Tuesday: Woke up this morning. Found myself by the river outside of town. Was wet and sutures had been torn open. Was also covered in pine needles. Bear was downstream trying to catch fish. Pajamas are completely soaked. Frustrated, I threw a rock at the son-of-a-bitch. Got mauled again. Forest rangers airlifted me out for more stitches. One of the more brilliant ones asked me if I knew I was chained to a bear.
Wednesday: Woke up this morning. Bear not in sight. Phone on the bedside table was ringing. Cautiously picked up the receiver: was the boss from work. Wanted to know if I was OK; I hadn’t been in for a couple of days. Eschewed making smartass remark about current situation. As I went to hang up the receiver, the son-of-a-bitch poked his head out from under the bed and bit me in the hand. Called Todd (with other hand) and asked for a ride to the hospital. I think he’s getting tired of me.

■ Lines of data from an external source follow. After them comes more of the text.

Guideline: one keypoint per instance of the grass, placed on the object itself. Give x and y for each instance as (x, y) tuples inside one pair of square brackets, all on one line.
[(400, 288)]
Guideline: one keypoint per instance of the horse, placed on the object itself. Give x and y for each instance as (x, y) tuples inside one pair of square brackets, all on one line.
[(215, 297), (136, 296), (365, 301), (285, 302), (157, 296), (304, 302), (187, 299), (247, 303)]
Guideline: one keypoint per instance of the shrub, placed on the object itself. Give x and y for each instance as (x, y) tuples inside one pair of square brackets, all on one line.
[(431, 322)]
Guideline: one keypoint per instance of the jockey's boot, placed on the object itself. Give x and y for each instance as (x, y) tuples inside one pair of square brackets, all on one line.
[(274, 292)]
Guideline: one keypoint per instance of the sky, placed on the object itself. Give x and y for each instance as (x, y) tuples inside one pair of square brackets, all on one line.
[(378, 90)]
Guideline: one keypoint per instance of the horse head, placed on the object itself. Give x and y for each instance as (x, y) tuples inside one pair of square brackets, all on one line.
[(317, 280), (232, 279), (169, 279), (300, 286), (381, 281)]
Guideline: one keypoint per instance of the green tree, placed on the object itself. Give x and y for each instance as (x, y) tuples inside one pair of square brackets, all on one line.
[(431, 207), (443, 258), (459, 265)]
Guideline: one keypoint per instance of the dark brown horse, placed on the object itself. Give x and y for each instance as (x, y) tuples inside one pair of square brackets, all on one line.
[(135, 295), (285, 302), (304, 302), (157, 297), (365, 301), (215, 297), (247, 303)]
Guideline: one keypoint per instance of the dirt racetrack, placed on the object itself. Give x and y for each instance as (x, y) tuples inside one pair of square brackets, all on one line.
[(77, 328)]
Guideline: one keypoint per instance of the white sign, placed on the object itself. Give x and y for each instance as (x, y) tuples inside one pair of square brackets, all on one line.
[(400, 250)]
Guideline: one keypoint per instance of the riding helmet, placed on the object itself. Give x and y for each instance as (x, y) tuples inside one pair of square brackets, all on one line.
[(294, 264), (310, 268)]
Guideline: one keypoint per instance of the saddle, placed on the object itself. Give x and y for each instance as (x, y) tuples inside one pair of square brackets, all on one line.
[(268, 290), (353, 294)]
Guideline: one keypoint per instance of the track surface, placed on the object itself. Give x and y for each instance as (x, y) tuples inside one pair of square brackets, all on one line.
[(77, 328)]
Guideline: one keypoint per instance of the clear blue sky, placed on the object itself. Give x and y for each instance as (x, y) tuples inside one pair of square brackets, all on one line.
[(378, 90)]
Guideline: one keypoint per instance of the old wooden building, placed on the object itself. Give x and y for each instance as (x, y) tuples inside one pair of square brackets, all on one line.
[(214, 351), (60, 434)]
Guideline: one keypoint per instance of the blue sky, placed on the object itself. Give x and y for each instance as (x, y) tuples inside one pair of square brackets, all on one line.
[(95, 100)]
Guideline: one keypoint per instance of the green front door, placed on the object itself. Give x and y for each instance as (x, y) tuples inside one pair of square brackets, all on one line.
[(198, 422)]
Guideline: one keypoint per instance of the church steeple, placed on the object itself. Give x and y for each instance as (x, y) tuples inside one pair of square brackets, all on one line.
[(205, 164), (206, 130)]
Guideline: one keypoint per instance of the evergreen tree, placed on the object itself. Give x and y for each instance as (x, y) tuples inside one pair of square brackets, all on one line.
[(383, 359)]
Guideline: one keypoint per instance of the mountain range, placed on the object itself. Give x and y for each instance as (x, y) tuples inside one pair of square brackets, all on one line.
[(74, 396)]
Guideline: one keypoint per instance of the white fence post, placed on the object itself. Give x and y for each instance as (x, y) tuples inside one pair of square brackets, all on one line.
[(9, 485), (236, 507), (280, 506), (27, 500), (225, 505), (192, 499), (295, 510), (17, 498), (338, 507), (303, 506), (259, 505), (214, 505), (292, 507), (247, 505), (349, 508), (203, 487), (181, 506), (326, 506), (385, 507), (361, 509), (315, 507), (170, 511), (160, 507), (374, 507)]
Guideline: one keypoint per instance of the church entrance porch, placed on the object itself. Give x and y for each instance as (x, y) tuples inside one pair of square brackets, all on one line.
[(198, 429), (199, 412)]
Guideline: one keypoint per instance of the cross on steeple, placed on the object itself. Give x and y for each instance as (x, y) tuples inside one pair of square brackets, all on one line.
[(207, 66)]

Thursday: Woke up this morning. In a cave. Probably somewhere in the mountains. Back is sore, pajamas are torn, cuts all over my body. The bear’s asleep next to me. Big lout’s probably going to be out until late-afternoon. And the son-of-a-bitch is snoring. Thought about calling my boss or maybe Todd, but didn’t have access to a phone. Laid down and tried to get back to sleep.
Friday: Woke up this morning. Got mauled. Son-of-a-bitch. Todd drove me to the hospital. The doctor said my insurance won’t cover much more of this. Got stitches. Driving back, Todd mentioned he and the guys were going out for drinks later. Invited me; said I could even bring the bear if I wanted to. Bastard.
Saturday: Woke up this morning. Found myself lying on bedroom floor. Head hurts, but am unsure if cause was last night’s drinking or early-morning bear mauling. Went to take a shower, but the bear was already in the bathroom. Son-of-a-bitch is probably going to clog the drain with all that fucking fur.
Sunday: Woke up this morning. The bear was sitting on the kitchen floor eating honey out of the squeeze bottle. Made and ate breakfast. Got dressed for church; the son-of-a-bitch kept looking at me in the mirror as I adjusted my tie. Drove to church. During the service, the bear mauled the pastor. I never liked his sermons. So I laughed. The bear bit me. Son-of-a-bitch.